GitHub - mindee/doctr: docTR (Document Text Recognition) - a seamless, high-performing & accessible library for OCR-related tasks powered by Deep Learning.

Optical Character Recognition made seamless & accessible to anyone, powered by PyTorch

What you can expect from this repository:

efficient ways to parse textual information (localize and identify each word) from your documents
guidance on how to integrate this in your current architecture

Quick Tour

Getting your pretrained model

End-to-End OCR is achieved in docTR using a two-stage approach: text detection (localizing words), then text recognition (identify all characters in the word). As such, you can select the architecture used for text detection, and the one for text recognition from the list of available implementations.
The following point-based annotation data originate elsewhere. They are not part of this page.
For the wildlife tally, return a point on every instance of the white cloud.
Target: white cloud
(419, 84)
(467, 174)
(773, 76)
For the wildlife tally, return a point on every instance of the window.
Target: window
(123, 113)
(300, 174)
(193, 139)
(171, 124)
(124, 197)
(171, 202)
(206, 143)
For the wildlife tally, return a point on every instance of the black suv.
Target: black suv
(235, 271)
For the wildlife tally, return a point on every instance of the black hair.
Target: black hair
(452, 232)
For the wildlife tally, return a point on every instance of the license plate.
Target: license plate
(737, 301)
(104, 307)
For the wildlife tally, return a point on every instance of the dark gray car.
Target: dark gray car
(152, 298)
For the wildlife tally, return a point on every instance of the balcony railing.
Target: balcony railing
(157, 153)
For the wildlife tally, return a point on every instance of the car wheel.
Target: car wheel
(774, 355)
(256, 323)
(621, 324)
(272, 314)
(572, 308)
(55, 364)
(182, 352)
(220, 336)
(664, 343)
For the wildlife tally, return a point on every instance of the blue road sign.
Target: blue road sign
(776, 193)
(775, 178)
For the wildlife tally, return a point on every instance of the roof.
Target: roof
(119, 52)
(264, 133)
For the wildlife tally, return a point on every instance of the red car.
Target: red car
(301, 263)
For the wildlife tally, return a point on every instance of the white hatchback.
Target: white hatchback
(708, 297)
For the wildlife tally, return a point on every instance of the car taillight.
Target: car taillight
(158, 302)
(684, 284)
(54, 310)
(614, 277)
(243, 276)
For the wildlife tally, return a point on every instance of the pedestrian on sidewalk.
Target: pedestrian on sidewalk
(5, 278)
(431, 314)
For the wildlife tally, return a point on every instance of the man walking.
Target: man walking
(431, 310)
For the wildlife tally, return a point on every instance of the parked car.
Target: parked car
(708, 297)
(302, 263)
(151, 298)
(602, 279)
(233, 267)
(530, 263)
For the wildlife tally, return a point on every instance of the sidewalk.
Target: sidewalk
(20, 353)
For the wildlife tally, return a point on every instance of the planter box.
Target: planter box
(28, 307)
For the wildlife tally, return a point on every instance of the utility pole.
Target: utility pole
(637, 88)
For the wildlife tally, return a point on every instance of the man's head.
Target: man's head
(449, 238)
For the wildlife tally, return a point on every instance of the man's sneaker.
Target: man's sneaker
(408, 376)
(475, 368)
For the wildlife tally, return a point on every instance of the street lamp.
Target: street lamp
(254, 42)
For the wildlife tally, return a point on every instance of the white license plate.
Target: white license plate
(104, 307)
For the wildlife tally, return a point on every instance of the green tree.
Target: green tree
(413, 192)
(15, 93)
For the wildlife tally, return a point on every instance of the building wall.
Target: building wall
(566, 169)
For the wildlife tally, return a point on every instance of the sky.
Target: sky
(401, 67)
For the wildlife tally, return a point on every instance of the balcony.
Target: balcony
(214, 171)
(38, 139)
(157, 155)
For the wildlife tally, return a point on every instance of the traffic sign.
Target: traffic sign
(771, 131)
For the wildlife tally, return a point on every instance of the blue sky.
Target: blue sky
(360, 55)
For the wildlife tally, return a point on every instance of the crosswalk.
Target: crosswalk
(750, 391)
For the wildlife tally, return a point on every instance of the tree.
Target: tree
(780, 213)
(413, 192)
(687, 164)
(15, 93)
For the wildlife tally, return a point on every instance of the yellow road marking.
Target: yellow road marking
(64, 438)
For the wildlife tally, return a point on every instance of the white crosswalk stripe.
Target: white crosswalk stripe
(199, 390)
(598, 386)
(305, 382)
from doctr.models import ocr_predictor

model = ocr_predictor(det_arch='db_resnet50', reco_arch='crnn_vgg16_bn', pretrained=True)

Reading files

Documents can be interpreted from PDF or images:

from doctr.io import DocumentFile
# PDF
pdf_doc = DocumentFile.from_pdf("path/to/your/doc.pdf")
# Image
single_img_doc = DocumentFile.from_images("path/to/your/img.jpg")
# Webpage (requires `weasyprint` to be installed)
webpage_doc = DocumentFile.from_url("https://www.yoursite.com")
# Multiple page images
multi_img_doc = DocumentFile.from_images(["path/to/page1.jpg", "path/to/page2.jpg"])

Putting it together

Let's use the default pretrained model for an example:

from doctr.io import DocumentFile
from doctr.models import ocr_predictor

model = ocr_predictor(pretrained=True)
# PDF
doc = DocumentFile.from_pdf("path/to/your/doc.pdf")
# Analyze
result = model(doc)

Dealing with rotated documents

Should you use docTR on documents that include rotated pages, or pages with multiple box orientations, you have multiple options to handle it:

If you only use straight document pages with straight words (horizontal, same reading direction), consider passing assume_straight_pages=True to the ocr_predictor. It will directly fit straight boxes on your page and return straight boxes, which makes it the fastest option.
If you want the predictor to output straight boxes (no matter the orientation of your pages, the final localizations will be converted to straight boxes), you need to pass export_as_straight_boxes=True in the predictor. Otherwise, if assume_straight_pages=False, it will return rotated bounding boxes (potentially with an angle of 0°).

If both options are set to False, the predictor will always fit and return rotated boxes.

To interpret your model's predictions, you can visualize them interactively as follows:

# Display the result (requires matplotlib & mplcursors to be installed)
result.show()

Or even rebuild the original document from its predictions:

import matplotlib.pyplot as plt

synthetic_pages = result.synthesize()
plt.imshow(synthetic_pages[0]); plt.axis('off'); plt.show()

The ocr_predictor returns a Document object with a nested structure (with Page, Block, Line, Word, Artefact). To get a better understanding of our document model, check our documentation:

You can also export them as a nested dict, more appropriate for JSON format:

json_output = result.export()

Use the KIE predictor

The KIE predictor is a more flexible predictor compared to OCR as your detection model can detect multiple classes in a document. For example, you can have a detection model to detect just dates and addresses in a document.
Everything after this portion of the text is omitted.